August 13, 2015
Constructing tight buildings is a requirement in an ever-increasing number of communities, including those that have adopted the 2012 or 2015 IECC as local code. Even where not required, it's a good idea and it's not as expensive as you might think. First, you must test your buildings and understand the metrics to know where you stand. Once you're armed with this basic knowledge, you'll be able to improve the training of your crews and subcontractors to optimize air leakage control in the homes you build.
Understanding the Metrics
The method of choice for measuring a home's tightness is a blower-door test. The most common techniques follow the ANSI/ASTM-779-99, "Standard Test Method for Determining Air Leakage Rate by Fan Pressurization" or the CAN/ CGSB 149.1 "Determination of the Airtightness of Building Envelopes by the Fan Depressurization Method." These standards follow similar test protocols and give very similar results.
A large fan is installed in one exterior door of the house, creating a pressure difference of 50 Pascal across all sides of the house at once-roughly equal to the pressure of a 25 mph wind. While a house would never experience this naturally, it enables simple and accurate leak detection. The fan is calibrated and the operator records the cubic feet per minute (CFM) that the fan is delivering at 50 Pascals of pressure. Often a range of pressures and airflows is recorded so that results can be reported in a variety of ways, including the three preferred metrics discussed below.
Metric 1: CFM@50Pa
(CFM required to create a 50-Pascal pressure difference across the house.)

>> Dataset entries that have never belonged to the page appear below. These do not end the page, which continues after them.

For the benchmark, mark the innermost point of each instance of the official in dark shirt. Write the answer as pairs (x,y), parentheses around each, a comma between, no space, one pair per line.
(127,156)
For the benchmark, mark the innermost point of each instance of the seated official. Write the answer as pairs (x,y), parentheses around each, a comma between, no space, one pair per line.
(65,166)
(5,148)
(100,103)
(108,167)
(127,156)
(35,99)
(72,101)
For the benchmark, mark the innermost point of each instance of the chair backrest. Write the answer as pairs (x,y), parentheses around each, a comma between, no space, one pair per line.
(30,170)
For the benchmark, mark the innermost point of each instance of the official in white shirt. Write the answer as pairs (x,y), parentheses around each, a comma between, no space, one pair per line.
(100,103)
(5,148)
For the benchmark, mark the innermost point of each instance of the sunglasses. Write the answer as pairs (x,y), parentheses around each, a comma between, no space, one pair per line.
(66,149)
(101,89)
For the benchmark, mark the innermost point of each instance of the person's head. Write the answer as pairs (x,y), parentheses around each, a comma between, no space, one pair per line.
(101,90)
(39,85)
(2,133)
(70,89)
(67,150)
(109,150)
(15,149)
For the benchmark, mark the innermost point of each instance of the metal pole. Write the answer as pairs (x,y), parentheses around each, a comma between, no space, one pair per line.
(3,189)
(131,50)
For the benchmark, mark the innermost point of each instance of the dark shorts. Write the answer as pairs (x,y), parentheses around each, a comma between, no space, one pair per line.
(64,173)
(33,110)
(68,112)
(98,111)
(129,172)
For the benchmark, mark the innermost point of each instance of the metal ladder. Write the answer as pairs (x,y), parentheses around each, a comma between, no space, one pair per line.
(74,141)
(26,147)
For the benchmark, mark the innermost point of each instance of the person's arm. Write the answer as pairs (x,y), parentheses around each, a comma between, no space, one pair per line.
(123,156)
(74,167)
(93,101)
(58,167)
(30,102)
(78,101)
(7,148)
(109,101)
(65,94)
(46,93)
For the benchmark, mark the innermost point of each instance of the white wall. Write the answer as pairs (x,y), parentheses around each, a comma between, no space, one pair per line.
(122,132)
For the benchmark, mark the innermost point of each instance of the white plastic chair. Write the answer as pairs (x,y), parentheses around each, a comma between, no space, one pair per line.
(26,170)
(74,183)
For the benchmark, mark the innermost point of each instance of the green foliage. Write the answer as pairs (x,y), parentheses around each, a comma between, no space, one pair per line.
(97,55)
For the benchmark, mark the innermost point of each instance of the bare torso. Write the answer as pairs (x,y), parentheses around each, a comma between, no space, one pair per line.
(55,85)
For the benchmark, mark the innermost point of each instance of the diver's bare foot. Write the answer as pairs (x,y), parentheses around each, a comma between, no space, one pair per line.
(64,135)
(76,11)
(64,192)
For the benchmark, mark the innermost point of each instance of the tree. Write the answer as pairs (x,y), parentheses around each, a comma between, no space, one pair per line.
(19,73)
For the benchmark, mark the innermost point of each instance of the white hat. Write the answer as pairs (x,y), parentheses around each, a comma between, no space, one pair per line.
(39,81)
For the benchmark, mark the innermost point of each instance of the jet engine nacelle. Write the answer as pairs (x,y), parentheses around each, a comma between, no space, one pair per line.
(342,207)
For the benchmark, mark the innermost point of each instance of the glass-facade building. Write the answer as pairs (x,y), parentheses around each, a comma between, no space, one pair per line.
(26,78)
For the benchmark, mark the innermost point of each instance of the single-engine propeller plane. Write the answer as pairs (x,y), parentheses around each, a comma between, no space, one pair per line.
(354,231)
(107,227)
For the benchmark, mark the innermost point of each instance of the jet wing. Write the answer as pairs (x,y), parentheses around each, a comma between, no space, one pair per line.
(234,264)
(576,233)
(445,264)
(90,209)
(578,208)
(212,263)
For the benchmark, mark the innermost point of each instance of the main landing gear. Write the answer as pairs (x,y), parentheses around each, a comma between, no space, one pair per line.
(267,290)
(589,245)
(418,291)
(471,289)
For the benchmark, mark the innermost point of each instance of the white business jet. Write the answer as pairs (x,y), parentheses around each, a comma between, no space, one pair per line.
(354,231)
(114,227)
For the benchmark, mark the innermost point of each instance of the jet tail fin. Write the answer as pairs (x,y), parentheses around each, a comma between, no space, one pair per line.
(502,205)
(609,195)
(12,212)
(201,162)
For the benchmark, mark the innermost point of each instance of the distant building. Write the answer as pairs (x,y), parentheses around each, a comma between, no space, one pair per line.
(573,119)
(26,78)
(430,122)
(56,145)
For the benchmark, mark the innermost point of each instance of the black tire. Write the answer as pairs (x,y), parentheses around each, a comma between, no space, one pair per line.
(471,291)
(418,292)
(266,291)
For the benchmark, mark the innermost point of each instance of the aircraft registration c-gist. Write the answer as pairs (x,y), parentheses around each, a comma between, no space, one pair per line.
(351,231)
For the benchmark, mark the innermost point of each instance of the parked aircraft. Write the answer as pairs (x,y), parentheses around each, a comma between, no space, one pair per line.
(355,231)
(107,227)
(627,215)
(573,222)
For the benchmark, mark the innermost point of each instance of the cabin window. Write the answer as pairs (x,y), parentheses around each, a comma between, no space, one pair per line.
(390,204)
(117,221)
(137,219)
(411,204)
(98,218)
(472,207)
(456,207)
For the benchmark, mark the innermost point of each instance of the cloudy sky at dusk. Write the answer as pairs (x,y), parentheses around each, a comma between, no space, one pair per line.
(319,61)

The early weatherization programs used the CFM@50Pa as a way to track air sealing efforts in an individual house and it's still the most common metric used in the United States. In a typical 2,000-square-foot single-story home without a basement, anything under 450 CFM@50Pa reflects a very tight house.
Metric 2: ACH@50Pa
(Air changes per hour at a pressure difference of 50 Pascal.)
This metric takes the CFM@50Pa number, multiplies it by 60 (minutes in an hour), and divides that result by the volume of the heated area of the house. This makes comparing houses of different sizes possible and has become the most common metric referenced in codes and energy efficiency programs. A good goal for most builders is anything under 2 ACH@50Pa. meaning that the entire volume of air in the house is replaced twice per hour during this exaggerated test condition.
Metric 3: ELA@10Pa
(Equivalent leakage area-technically this is a calculated, extrapolated number used for energy modeling, but for your purposes you can think of it as the size of a theoretical hole in a wall if you combined all the air leakage points in a house into one spot at a pressure of 10 Pascal.)
This metric allows for simple communication as crews, sub-contractors, and homeowners can often relate to the size of a hole in square inches better than trying to imagine CFMs of air flowing through multiple small leaks. Using the 2,000-square-foot house again, a really tight house would be less than 80 square inches of leakage. (A sheet of 8.5×11 paper.)
Tight is Good, but Ventilation is Critical
While we used to rely on natural infiltration of air into a home to maintain air quality, it wasn't particularly effective and certainly wasn't energy efficient. However, tighter homes impact the availability of adequate air for the safe operation of combustion appliances and may impact air quality. The best choice is a tight enclosure with a controlled, continuous mechanical ventilation system to meet expectations for fresh, safe, healthy air in all homes.
Comparing Blower Door Test Results
|Common Air Tightness Metrics for a Typical 2000 ft2, Single Story Home Without Basement|
|Older Home||7 - 20||2100 - 6000||250 - 800|
|IECC 2009 Reference||7||2100||250|
|Tightest House Measured by Ci||0.16||50||10|
Any of these metrics can be used to help focus on the real task: looking for ways to improve the air tightness of houses. Be sure to test your homes and get to know the results so that you can measure your progress on each project. But at the same time, don't neglect proper ventilation. Combining ever-improved levels of air tightness with the capacity for modest amounts of continuous ventilation ensures you are building comfortable, durable, healthy, and efficient homes.